The role of omega-3 in white and brown adipose tissue modulation and its function on the carcinogenic parameters of melanoma
Omega-3, Adipose tissue, Melanoma and Pyroptosis.
The n-3 long-chain polyunsaturated fatty acids (n-3 PUFAs) such as docosahexaenoic acid (DHA) have protective mechanisms against the establishment of inflammation diseases, such as obesity and cancer. DHA not only has important effects on adipose tissues, but also has the ability to induce pyroptosis cell death in some types of tumor cells. However, the role of n-3 PUFAS in the crosstalk between melanoma cancer and adipose tissue is poorly known.
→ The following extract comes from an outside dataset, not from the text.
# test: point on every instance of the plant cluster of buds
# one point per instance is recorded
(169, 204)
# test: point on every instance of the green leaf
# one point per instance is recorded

In this way, this work aimed to investigate the role of ômega-3 in adipose tissue modulation and its function on the carcinogenic parameters of melanoma, as well as the induction of pyroptosis. Mice (C57/BL6) were supplemented or not with omega-3 enriched in DHA at a concentration of 1g/kg for 30 days. After this period, serum, peritoneal lavage, adipose tissues, liver, and spleen were analyzed. In addition, secretion products of adipose tissues from these ômega-3 supplemented mice were isolated and used to stimulate melanoma cell line B16F10. Carcinogenic parameters such as cell viability, cell death, and cytokine quantification were evaluated. Moreover, MeWo cells were stimulated with DHA (12.5µM, 25µM, 50µM and 100µM) for 48h in vitro. Secretion of lactate dehydrogenase (LDH), caspase-1 activation and loss of plasma membrane integrity were analyzed. Our data demonstrated that supplementation with omega-3 enriched in DHA reduced the weight of adipose. Peritoneal lavage cells from supplemented animals had increased LD biogenesis but reduced reactive oxygen species (ROS) formation. In addition, the stimulation of B16F10 with the secretion products of brown adipose tissue (BAT) from supplement animals led to a decrease in cell viability as well as increased cell death and reduced IL-6 secretion by melanoma cells. Furthermore, the 25µM DHA concentration induced LDH release, increased Propidium Iodide uptake and induced caspase-1 activation, which are characteristic makers of cell death by pyroptosis. Thus, this study demonstrated the potential of omega-3 supplementation in modulating the profile and immune function of adipose tissues, as well as suggesting the ability of DHA to induce pyroptosis in melanoma cells in vitro. Therefore, generating new perspectives for the use of omega-3 as adjuvants in the treatment of melanoma.